AVCJ Awards: AVCJ Special Achievement: First Eastern's Victor Chu
Victor Chu’s First Eastern Investment Group was among the first private equity firms to enter China. It has since carved a new niche based on Chinese outbound investment
"My first three projects were not terribly successful - in fact they were disasters - and I remember my father telling me it was the best thing that could have happened," says Victor Chu, chairman of First Eastern Investment Group. "Had they been home runs I would have thought it was so easy and made much bigger mistakes."
This was the late 1980s and the China private equity model as it stands today did not exist. Chu was among the pioneers who learned through getting their fingers burnt. It involved appreciating that the risk factors were substantially different from US and European buyouts - minority investors by definition have less influence, and in China they were offered minimal legal protection.
One of First Eastern's early investments was in a manufacturer of latex gloves. They approached the deal in methodological fashion, taking time to find the right people and put proper processes in place. But the market was soon flooded by copycat manufacturers taking shortcuts.
"We learned that you have to be very quick in China, send in your own people, and have direct access to management and financial information," says Chu. "We would insist that, even as a minority investor, we had the right to appoint the deputy CEO and CFO, received all the financial information, and had the ability to put things right if they didn't go well. We became buy-in specialists as opposed to buyout specialists."
Long-standing ties
First Eastern got into China early through a combination of Chu's professional and personal backgrounds. Through his legal practice, Chu worked on a host of corporate finance and M&A transactions for foreign investors entering the country. He was also becoming more involved in the family business, a leading Hong Kong brokerage established by his father in 1960.
This brokerage was the first to bring in a mainland Chinese investor when the Guangdong government took a 20% stake in 1986. Chu's father wanted to train financial professionals in anticipation of the development of the country's capital markets. Each year 10 people went through the program and some of them still hold senior positions in the securities industry.
Chu continued the promotion of financial services cooperation between the mainland and Hong Kong. As a member of the Hong Kong Stock Exchange's governing council, he championed the initiative that allowed mainland-incorporated companies to list on the bourse as H-shares.

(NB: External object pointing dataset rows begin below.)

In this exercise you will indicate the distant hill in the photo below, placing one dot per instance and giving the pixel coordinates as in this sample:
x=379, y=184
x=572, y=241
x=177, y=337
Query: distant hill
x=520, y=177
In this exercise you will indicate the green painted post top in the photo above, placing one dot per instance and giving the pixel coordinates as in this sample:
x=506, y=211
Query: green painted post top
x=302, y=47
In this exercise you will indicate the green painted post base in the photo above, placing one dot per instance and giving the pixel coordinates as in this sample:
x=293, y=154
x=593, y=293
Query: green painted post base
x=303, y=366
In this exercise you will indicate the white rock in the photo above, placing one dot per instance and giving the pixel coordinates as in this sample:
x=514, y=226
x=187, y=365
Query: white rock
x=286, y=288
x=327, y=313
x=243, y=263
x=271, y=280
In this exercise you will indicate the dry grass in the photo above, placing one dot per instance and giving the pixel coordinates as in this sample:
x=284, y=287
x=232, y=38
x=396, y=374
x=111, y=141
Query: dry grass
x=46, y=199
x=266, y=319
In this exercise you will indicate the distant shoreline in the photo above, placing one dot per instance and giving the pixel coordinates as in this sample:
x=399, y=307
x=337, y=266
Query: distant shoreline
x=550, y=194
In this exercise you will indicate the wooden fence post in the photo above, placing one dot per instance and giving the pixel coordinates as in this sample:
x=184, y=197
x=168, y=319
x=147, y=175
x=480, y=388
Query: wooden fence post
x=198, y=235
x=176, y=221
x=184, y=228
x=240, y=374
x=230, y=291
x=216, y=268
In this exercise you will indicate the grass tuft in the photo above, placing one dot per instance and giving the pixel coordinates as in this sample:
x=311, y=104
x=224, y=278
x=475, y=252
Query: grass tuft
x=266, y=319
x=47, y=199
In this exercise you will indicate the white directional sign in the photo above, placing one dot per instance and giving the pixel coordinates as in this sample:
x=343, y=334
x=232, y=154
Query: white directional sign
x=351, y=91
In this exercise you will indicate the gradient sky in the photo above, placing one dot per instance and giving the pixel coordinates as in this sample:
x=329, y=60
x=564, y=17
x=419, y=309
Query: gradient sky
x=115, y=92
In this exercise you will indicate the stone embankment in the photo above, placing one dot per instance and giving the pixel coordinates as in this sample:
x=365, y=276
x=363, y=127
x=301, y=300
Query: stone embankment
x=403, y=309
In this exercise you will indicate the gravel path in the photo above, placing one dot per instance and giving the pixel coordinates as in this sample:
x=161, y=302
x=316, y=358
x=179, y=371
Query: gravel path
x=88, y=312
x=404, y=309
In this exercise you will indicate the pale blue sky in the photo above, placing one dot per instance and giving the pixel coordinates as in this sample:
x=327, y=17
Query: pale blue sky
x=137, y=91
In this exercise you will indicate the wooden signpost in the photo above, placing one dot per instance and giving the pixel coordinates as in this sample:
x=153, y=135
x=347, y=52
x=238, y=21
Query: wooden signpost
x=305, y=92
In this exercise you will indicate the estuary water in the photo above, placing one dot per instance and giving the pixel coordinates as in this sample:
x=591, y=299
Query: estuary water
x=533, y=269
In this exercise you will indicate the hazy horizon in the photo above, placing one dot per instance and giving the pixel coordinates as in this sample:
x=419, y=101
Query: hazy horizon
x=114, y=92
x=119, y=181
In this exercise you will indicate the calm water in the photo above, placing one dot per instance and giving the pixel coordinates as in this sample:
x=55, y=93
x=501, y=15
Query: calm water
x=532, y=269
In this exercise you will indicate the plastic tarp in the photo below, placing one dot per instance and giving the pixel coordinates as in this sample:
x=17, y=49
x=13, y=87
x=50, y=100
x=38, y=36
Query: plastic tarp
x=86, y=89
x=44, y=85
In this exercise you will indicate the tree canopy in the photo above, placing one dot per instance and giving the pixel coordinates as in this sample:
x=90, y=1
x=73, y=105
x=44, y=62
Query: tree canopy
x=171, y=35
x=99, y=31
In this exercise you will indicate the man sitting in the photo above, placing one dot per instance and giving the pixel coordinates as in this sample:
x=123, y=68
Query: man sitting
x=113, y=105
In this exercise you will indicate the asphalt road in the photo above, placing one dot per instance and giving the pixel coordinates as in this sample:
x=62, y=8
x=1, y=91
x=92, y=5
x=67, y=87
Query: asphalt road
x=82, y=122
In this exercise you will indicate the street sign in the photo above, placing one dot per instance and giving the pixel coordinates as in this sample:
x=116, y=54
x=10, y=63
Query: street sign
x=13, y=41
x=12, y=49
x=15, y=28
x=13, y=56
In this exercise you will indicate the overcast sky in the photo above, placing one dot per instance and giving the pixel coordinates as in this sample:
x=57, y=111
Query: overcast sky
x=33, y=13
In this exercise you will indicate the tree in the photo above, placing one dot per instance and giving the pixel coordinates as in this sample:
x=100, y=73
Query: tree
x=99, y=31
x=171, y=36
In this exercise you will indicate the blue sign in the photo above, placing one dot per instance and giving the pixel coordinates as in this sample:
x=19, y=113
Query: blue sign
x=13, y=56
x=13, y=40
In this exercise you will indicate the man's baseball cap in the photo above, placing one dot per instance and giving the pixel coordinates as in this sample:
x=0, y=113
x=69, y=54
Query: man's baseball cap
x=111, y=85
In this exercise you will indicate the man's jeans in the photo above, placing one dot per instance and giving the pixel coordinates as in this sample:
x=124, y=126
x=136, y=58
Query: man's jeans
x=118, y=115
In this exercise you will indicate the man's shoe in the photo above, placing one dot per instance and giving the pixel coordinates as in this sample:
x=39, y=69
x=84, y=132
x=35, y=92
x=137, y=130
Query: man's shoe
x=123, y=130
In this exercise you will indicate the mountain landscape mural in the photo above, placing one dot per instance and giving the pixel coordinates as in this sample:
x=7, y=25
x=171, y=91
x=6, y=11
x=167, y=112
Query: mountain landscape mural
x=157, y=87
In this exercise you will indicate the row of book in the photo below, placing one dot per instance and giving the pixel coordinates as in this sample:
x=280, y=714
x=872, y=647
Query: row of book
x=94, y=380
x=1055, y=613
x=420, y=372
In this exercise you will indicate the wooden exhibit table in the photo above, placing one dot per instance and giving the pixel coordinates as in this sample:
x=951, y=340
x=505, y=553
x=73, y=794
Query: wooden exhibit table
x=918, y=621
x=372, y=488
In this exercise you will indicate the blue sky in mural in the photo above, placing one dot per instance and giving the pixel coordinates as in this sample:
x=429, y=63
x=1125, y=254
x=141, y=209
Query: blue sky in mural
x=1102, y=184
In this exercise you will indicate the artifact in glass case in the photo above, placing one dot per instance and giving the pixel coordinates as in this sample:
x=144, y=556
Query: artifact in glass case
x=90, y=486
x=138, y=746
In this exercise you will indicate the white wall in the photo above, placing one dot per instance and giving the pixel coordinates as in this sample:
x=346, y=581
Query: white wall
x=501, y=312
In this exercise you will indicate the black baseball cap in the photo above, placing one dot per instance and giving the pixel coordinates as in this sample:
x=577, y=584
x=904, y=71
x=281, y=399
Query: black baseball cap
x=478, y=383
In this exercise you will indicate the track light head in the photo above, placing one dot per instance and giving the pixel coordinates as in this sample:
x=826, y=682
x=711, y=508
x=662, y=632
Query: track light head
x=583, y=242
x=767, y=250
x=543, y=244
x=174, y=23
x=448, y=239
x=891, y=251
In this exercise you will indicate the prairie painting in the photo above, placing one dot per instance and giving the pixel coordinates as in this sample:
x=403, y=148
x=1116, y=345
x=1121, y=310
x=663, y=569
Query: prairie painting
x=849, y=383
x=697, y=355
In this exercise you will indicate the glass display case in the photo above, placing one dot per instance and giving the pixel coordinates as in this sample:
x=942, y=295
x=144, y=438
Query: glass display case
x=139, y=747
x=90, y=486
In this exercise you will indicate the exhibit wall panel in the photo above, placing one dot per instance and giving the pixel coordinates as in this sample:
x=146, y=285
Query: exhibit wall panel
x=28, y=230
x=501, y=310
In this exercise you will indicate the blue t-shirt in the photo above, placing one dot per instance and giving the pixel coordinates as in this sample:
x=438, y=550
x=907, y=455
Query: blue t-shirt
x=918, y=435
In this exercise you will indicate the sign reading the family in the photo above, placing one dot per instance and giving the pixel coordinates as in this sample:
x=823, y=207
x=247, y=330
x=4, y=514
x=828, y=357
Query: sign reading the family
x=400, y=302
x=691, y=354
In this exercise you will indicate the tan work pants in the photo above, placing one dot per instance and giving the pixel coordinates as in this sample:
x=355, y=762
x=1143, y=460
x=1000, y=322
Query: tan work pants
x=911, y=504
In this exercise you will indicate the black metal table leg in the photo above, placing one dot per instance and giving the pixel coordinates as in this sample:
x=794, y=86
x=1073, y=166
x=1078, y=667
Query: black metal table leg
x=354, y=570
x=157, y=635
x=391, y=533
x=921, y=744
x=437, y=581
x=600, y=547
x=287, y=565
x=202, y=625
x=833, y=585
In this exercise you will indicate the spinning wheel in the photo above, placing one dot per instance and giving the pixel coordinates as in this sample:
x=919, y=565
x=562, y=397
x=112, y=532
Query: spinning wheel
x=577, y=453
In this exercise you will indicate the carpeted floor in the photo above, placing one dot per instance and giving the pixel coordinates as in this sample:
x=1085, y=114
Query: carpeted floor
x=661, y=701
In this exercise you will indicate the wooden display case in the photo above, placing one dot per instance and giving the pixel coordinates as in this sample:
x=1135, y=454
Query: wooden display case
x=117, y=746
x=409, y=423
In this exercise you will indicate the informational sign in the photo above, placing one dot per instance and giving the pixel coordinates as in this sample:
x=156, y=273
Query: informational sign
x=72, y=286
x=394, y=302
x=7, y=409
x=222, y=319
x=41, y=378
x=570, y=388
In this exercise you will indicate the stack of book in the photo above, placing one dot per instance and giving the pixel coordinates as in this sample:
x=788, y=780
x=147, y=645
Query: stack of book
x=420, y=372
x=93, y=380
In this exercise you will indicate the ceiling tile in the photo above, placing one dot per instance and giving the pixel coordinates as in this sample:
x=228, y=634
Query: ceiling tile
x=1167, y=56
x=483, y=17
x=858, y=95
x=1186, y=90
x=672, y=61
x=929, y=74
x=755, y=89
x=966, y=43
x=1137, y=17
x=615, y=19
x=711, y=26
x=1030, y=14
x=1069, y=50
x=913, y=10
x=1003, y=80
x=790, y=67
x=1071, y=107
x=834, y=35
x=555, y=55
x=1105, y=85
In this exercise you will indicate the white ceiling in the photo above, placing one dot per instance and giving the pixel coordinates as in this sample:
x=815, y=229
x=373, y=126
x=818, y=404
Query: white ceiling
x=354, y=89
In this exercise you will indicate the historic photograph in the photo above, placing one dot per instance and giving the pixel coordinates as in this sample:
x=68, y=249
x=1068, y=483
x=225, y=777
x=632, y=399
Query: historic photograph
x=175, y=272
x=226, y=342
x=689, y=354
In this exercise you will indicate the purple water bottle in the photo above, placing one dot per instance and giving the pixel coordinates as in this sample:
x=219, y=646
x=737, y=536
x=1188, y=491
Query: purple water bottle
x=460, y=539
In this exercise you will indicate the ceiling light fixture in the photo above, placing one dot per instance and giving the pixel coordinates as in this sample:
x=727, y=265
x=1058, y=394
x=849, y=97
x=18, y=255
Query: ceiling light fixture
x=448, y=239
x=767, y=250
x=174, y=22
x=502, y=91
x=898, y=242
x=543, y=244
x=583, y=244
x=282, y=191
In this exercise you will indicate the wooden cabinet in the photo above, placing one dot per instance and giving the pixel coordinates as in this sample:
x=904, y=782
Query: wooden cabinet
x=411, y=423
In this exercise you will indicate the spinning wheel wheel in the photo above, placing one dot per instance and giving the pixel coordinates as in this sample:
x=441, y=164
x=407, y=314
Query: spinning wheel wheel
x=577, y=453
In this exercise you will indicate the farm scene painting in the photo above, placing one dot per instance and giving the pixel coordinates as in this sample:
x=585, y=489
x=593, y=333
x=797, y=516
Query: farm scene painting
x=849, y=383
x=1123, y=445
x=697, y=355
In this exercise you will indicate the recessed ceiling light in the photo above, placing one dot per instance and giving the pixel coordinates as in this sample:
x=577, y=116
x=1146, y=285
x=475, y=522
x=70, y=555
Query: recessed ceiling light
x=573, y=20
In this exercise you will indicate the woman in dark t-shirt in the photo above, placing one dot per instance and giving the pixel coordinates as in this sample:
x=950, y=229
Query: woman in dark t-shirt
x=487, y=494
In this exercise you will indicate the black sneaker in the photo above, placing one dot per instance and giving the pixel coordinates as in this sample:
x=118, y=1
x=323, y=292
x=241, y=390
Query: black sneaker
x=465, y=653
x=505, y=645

First Eastern has made 150 investments in China across almost every sector. Working with local government was essential and unavoidable in the early days. Chu adds it was also preferable to dealing with private companies that, though less bureaucratic than government, could be unreliable.
"With the private sector, if they took the money and ran, we couldn't even find them. With the state, if an investment failed because of fraud we could always find our partner because it was part of the government," he says.
Among the firm's most successful deals was Chenming Paper, a township and village enterprise with annual production of 30,000 tons. Chenming wanted foreign capital and expertise, and First Eastern made an introduction to Japan's Marubeni Corporation, resulting in a partnership through which the company took its sourcing and sales activities overseas. Crucially, the Marubeni arrangement also turned around Chenming's cash flow position as it could get wood chips on credit.
Chenming is now the second-largest paper company in China and in the top 20 globally. Annual production stands at five million tons. It became the first company to list on the A-share, B-share and H-share markets.
An evolving strategy
When First Eastern started investing in China it used family money. The firm launched its first fund in 1992 and has raised 10 altogether, starting with evergreen vehicles and then moving to fixed-term GP-LP structures. High net worth individuals - usually personal or professional acquaintances - featured prominently in the LP base.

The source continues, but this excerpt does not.